Oleh: Karyudi Sutajah Putra
Jakarta, Fusilatnews – Indonesia Police Watch (IPW) bersama Tim Pembela Demokrasi Indonesia (TPDI) melaporkan dugaan korupsi pemotongan Honorarium Penanganan Perkara (HPP) Hakim Agung (HPP), gratifikasi dan/atau Tindak Pidana Pencucian Uang (TPPU) pada Mahkamah Agung (MA) Tahun Anggaran 2022-2023-2024 sebesar Rp97 miliar ke Komisi Pemberantasan Korupsi (KPK), Rabu (2/10/2024.
Laporan disampaikan langsung Ketua IPW Sugeng Teguh Santoso dan Koordinator TPDI Petrus Selestinus.
Menurut Sugeng, kasus tersebut dikualifikasi melanggar Pasal 12 huruf E dan F juncto Pasal 18 Undang-Undang (UU) No 20 Tahun 2021 tentang Perubahan atas UU No 31 Tahun 1999 tentang Pemberantasan Tindak Pidana Korupsi (Tipikor), dan Peraturan Pemerintah (PP) No 82 Tahun 2021 tentang Perubahan Keempat atas PP Nomor 55 Tahun 2014 tentang Hak Keuangan dan Fasilitas Hakim Agung dan Hakim Konstitusi jo Pasal 55 ayat ke-1 jo Pasal 64 ayat 1 KUHP jo Pasal 3 dan 4 UU Nomor 8 Tahun 2010 tentang Pencegahan dan Pemberantasan TPPU.

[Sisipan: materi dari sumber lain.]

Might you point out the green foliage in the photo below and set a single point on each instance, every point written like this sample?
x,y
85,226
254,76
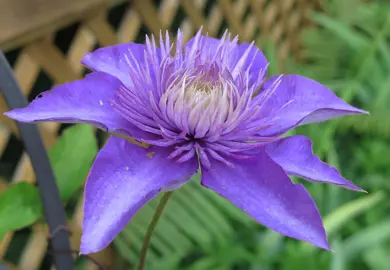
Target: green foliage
x,y
349,51
71,158
20,206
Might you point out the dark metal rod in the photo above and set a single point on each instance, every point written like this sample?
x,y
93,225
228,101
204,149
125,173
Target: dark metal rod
x,y
53,208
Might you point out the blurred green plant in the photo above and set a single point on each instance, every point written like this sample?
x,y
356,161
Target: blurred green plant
x,y
71,158
349,51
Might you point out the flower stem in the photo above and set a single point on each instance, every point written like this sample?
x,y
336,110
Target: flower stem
x,y
160,208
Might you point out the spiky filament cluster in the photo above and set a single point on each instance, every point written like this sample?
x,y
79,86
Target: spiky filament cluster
x,y
194,99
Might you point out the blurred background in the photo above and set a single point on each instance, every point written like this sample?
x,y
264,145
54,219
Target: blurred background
x,y
344,44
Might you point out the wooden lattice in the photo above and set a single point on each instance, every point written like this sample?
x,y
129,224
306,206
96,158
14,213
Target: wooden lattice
x,y
31,25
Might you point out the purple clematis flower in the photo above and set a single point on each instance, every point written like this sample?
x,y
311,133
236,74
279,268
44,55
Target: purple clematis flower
x,y
206,105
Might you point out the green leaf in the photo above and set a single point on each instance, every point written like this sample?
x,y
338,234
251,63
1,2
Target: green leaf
x,y
72,157
20,206
345,213
366,239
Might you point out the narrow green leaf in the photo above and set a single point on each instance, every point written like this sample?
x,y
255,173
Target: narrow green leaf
x,y
366,239
334,221
20,206
71,158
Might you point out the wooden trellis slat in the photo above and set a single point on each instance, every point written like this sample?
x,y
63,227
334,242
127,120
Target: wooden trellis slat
x,y
34,25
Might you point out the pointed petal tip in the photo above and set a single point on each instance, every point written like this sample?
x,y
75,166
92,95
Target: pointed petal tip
x,y
86,248
18,115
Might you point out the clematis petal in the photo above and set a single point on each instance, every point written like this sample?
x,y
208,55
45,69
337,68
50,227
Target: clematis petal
x,y
83,101
262,189
297,100
255,60
295,155
123,178
116,60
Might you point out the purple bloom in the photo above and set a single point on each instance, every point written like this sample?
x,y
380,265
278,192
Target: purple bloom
x,y
208,105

“Peristiwa dugaan korupsi yang bernilai puluhan miliar yang diduga dilakukan para petinggi MA ini paradoks dengan penderitaan yang dialami oleh hakim di seluruh daerah yang pekan depan bakal melakukan mogok kerja,“ ujar Sugeng Teguh Santoso didampingi Petrus Selestinus di Gedung Merah Putih KPK usai membuat laporan.
Menurutnya, berdasarkan PP No 82 Tahun 2021 tentang Perubahan Keempat atas PP No 55 Tahun 2014 tentang Hak Keuangan dan Fasilitas Hakim Agung dan Hakim Konstitusi tertanggal 10 Agustus 2021, Hakim Agung pada MA berhak untuk menerima besaran HPP yang tercantum dalam Nota Dinas Panitera, atas penyelesaian perkara Kasasi/Peninjauan Kembali (PK) paling lama 90 hari kalender, sejak perkara diterima oleh unit penerima surat pada Ketua Majelis sampai perkara dikirim ke pengadilan pengaju.
“Namun ternyata tanpa dasar hukum, sejak 2022 secara berlanjut sampai 2024 terjadi HPP. Tahun 2022 pembayaran HPP dilakukan dengan penyerahan uang ‘cash’ (tunai) dan disertai tanda terima dalam 2 bentuk, yaitu bukti tanda terima Hakim Agung yang 100%, dan tanda terima bukti Hakim Agung yang HPP-nya telah dipotong,” tukasnya.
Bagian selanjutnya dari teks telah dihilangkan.